1) A prisoner in solitary confinement is inexplicitly given pen and paper, though neither the guards nor anyone else communicates with him. With these implements, he devises a code in which he records the sights and sounds he witnesses, as well as his own physical sensations and thoughts. Now, one could argue that this is a code, not a language. True, but what if the prisoner took it a step further and developed his own syntax, a syntax not directly based on that of his native language. This language would exist for his use only.

2) A set of twins create their own spoken language, restricted and private to themselves.

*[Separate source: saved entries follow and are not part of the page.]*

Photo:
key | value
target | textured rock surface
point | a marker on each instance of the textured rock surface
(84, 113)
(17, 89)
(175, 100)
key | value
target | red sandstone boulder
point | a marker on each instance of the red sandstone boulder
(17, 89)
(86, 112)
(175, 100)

3) In the gym I go to, there is an attendant who has what I take to be Tourette’s syndrome or a similar disorder. He is constantly pacing back and forth, uttering strange and somewhat threatening phrases that are nevertheless incomprehensible. I have never seen or heard him speak to another person, whether a member of the staff or anyone else. It’s possible this is “the language of Tourette’s.” The real test would be whether another person with his specific condition could understand these phrases. If not, he is indeed the master of his own linguistic world.

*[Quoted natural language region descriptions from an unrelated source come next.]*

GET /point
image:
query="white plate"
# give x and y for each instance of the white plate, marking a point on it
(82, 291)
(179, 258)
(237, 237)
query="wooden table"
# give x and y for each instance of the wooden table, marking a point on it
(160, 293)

4) Clearly, Esperanto is not a private language—its inventor, L.L. Zamenhoff, devised it to be very much the opposite. But as he was creating it, before he showed it to anyone else, wasn’t it in some sense a “private language?” It certainly wasn’t a public language yet.

What if someone devised a new artificial language, kept it to themselves, and then died? What if no one could decode or translate the language?

5) The language of Finnegan’s Wake as Joyce was writing it—ie, before anyone else read and attempted to interpret the book. This would have been a privately devised narrative language, 
a language that described a self-enclosed world.

Wittgenstein would have been scathing about each of these. No doubt there are caveats and prohibitions to all of them. But together they demonstrate that the repeated insistence on the impossibility of a private language doesn’t fully close the issue.

If you restrict the definition of private to mean “unique to a single individual,” and if you define language as a means of communication among individuals, then it is a tautology to say there can’t be a private language—the definitions you’ve established preclude the existence of such a thing. Which is highly ironic, considering Wittgenstein’s discussion of tautologies in his early work, the Tractatus.

Perhaps writers of fiction and poetry are drawn to Wittgenstein’s later philosophy not because they agree with him, but for the opposite reason: writers tend to believe their work does in fact constitute a private language, not in Wittgenstein’s sense, but in a stylistic sense. After all, an individual writer’s style is a specific example of language that needs to be decoded by each individual reader. Which is to say, a public expression that requires private interpretation.